On the Way to the Wedding (Bridgertons 8)
How long had he been running? One minute? Five? He couldn’t know, couldn’t concentrate on anything but his destination.
The church. He had to get to the church.
It had started at eleven. This thing. This ceremony. This thing that should never have happened. But she’d done it anyway. And he had to stop it. He had to stop her. He didn’t know how, and he certainly didn’t know why, but she was doing it, and it was wrong.
She had to know that it was wrong.
She was his. They belonged together. She knew that. God damn it all, she knew that.
How long did a wedding ceremony take? Five minutes? Ten? Twenty? He’d never paid attention before, certainly never thought to check his watch at the beginning and end.
Never thought he’d need the information. Never thought it would matter this much.
How long had he been running? Two minutes? Ten?
He skidded around a corner and onto Regent Street, grunting something that was meant to take the place of “Excuse me,” as he bumped into a respectably dressed gentleman, knocking his case to the ground.
Normally Gregory would have stopped to aid the gentleman, bent to retrieve the case, but not today, not this morning.
Not now.
The church. He had to get to the church. He could not think of anything else. He must not. He must—
Damn! He skidded to a halt as a carriage cut in front of him. Resting his hands on his thighs—not because he wanted to, but rather because his desperate body demanded it—he sucked in huge gulps of air, trying to relieve the screaming pressure in his chest, that horrible burning, tearing feeling as—
The carriage moved past and he was off again. He was close now. He could do it. It couldn’t have been more than five minutes since he’d left the house. Maybe six. It felt like thirty, but it couldn’t have been more than seven.
He had to stop this. It was wrong. He had to stop it. He would stop it.

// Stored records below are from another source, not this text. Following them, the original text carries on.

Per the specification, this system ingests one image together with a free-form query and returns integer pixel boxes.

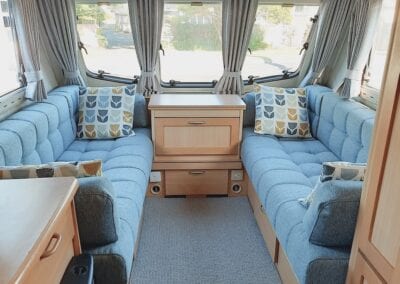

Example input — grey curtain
[128,0,164,95]
[339,0,382,98]
[37,0,85,86]
[215,0,258,94]
[11,0,47,101]
[300,0,352,87]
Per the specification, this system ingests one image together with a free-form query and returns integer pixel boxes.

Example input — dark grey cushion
[242,92,256,127]
[75,177,118,249]
[303,180,362,246]
[133,94,150,128]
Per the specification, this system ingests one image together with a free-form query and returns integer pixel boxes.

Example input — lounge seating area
[0,83,375,283]
[0,86,153,283]
[241,86,375,283]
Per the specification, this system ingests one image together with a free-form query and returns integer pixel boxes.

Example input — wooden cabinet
[165,170,228,195]
[0,178,81,284]
[149,94,245,195]
[347,5,400,283]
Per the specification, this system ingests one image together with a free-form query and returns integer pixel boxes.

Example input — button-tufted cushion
[303,180,362,246]
[241,86,375,283]
[254,85,311,138]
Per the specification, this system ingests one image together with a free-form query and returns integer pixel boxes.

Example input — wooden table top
[0,177,78,283]
[149,94,246,109]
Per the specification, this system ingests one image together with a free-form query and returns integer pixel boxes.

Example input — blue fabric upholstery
[0,86,153,283]
[316,95,375,163]
[303,180,362,246]
[241,86,374,283]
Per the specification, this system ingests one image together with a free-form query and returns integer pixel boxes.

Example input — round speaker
[232,183,242,193]
[150,184,161,195]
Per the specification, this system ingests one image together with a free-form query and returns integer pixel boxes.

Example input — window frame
[73,0,140,84]
[0,0,27,98]
[75,0,321,89]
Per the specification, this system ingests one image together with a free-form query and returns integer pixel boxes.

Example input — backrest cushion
[242,92,256,127]
[242,85,333,130]
[0,86,79,166]
[316,94,375,163]
[303,180,362,247]
[0,160,103,179]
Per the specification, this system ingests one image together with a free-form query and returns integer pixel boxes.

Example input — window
[357,0,396,109]
[365,0,396,89]
[0,1,21,95]
[242,5,318,78]
[160,3,224,82]
[76,3,140,78]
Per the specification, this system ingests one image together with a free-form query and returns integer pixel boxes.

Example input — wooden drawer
[165,170,228,195]
[153,117,240,156]
[21,205,75,284]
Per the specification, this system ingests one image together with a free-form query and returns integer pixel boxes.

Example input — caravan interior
[0,0,400,284]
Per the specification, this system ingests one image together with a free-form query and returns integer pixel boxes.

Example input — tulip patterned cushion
[77,85,135,139]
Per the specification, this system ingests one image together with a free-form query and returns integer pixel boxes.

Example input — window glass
[0,1,21,95]
[242,5,318,78]
[160,3,223,82]
[76,3,140,78]
[365,0,396,89]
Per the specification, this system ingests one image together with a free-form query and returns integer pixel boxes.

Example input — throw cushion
[0,160,102,179]
[77,85,136,139]
[254,85,311,138]
[299,162,367,208]
[75,177,119,249]
[303,180,363,247]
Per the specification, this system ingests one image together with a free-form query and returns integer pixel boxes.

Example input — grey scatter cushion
[303,180,362,246]
[299,162,367,208]
[242,92,256,127]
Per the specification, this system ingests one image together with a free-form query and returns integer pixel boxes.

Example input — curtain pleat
[215,0,258,94]
[37,0,85,86]
[10,0,47,101]
[128,0,164,96]
[300,0,353,87]
[339,0,382,98]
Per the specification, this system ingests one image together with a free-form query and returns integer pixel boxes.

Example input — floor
[131,197,280,284]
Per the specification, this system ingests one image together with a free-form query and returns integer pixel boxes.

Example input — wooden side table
[149,94,246,195]
[0,177,81,283]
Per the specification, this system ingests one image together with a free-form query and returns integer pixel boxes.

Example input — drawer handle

He could see the church. Off in the distance, its gray steeple rising into the bright blue sky. Someone had hung flowers from the lanterns. He couldn’t tell what kind they were—yellow and white, yellow mostly. They spilled forth with reckless abandon, bursting from the baskets. They looked celebratory, cheerful even, and it was all so wrong. This was not a cheerful day. It was not an event to be celebrated.
And he would stop it.
He slowed down just enough so that he could run up the steps without falling on his face, and then he wrenched the door open, wide, wider, barely hearing the slam as it crashed into the outer wall. Maybe he should have paused for breath. Maybe he should have entered quietly, giving himself a moment to assess the situation, to gauge how far along they were.
The church went silent. The priest stopped his drone, and every spine in every pew twisted until every face was turned to the back.
To him.
“Don’t,” Gregory gasped, but he was so short of breath, he could barely hear the word.
“Don’t,” he said, louder this time, clutching the edge of the pews as he staggered forward. “Don’t do it.”
She said nothing, but he saw her. He saw her, her mouth open with shock. He saw her bouquet slip from her hands, and he knew—by God he knew that she’d stopped breathing.
She looked so beautiful. Her golden hair seemed to catch the light, and it shone with a radiance that filled him with strength. He straightened, still breathing hard, but he could walk unassisted now, and he let go of the pew.
“Don’t do it,” he said again, moving toward her with the stealthy grace of a man who knows what he wants.
Who knows what should be.
Still she didn’t speak.
No one did. It was strange, that. Three hundred of London’s biggest busybodies, gathered into one building, and no one could utter a word. No one could take his eyes off him as he walked down the aisle.
“I love you,” he said, right there, right in front of everyone. Who cared? He would not keep this a secret. He would not let her marry someone else without making sure all the world knew that she owned his heart.
“I love you,” he said again, and out of the corner of his eye he could see his mother and sister, seated primly in a pew, their mouths open with shock.